Так или иначе "Живой труп" остался без цыган. И без рукопожатия Каренина (второго мужа Лизы) и Протасова во время суда; и без протасовских финально-мелодраматичных: "Мне уже лучше... Я уже давно готов... Как хорошо... Как хорошо". Федор Протасов у Фокина вообще стреляется не на публике - а в лифте, высоко-высоко над сценой, о чем мы узнаем лишь по звуку да по застывшим выражениям и позам обывателей, окружавших Протасова в прошлой жизни. Дальше - немая сцена из "Ревизора": соболезнования и причитания бывших родных Протасова теперь были бы излишни и необязательны. Как и их мимика - они все замрут спиной к залу. Ведь Валерий Фокин вычленил из Толстого суть, оставив его драму без прикрас, а людей без масок. Слабый, падший, пьяный человек трансформируется у него в невероятно сильного, нашедшего в себе мужество признать, что он действительно лишний не только в своей семье, но и в жизни. А вот как он дошел до жизни такой - оставим за скобками. "Только когда выпьешь, перестает быть стыдно" - это не про него. Лейтмотив его жизни - "мы любим людей за то добро, которое мы им сделали, и не любим за то зло, которое мы им совершили", но ни первым, ни вторым мы не хотим мешать жить. Оттого и такими симпатичными, совсем родными по ходу спектакля становятся и Маша - Юлия Марченко (не цыганка, как по Толстому, а коротко стриженная девушка-воробышек по Фокину, трогательно взвалившая на свои плечи уход за вечно пьяным господином - она ему и голову помоет, и оденет тепло, и приголубит, и накормит), и жена Протасова Лиза - Марина Игнатова, актриса БДТ им. Товстоногова, нашедшая для ситуации очень верные, убедительные и искренние интонации "нравственной женщины" времен Толстого, "чья любовь подверглась таким испытаниям, что едва ли от нее могло что-нибудь остаться".
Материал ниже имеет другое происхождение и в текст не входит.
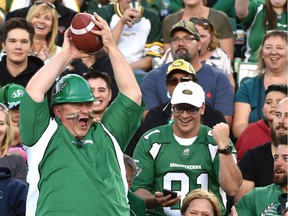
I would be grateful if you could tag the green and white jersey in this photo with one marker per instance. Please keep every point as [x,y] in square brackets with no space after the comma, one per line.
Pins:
[163,163]
[262,201]
[256,30]
[77,177]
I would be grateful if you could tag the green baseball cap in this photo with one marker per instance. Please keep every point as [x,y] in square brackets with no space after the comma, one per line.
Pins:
[187,26]
[182,65]
[72,88]
[11,95]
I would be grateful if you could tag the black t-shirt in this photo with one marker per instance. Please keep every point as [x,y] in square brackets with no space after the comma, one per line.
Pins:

Вывод, который напрашивается не из Толстого, а из спектакля, фантастически петербургского по своей художественной "ауре" - мысли, поступки и даже трагедии жителей Петербурга были и должны быть так же красивы, как их дома. По этимологическому выражению, получившему широкое хождение после появления драмы Толстого и сохраняющему свое значение и по сей день, живой труп - это человек опустившийся, нравственно опустошенный, а также вообще что-либо омертвевшее и изжившее себя. Но не верьте этимологии - она иногда здорово обманывает!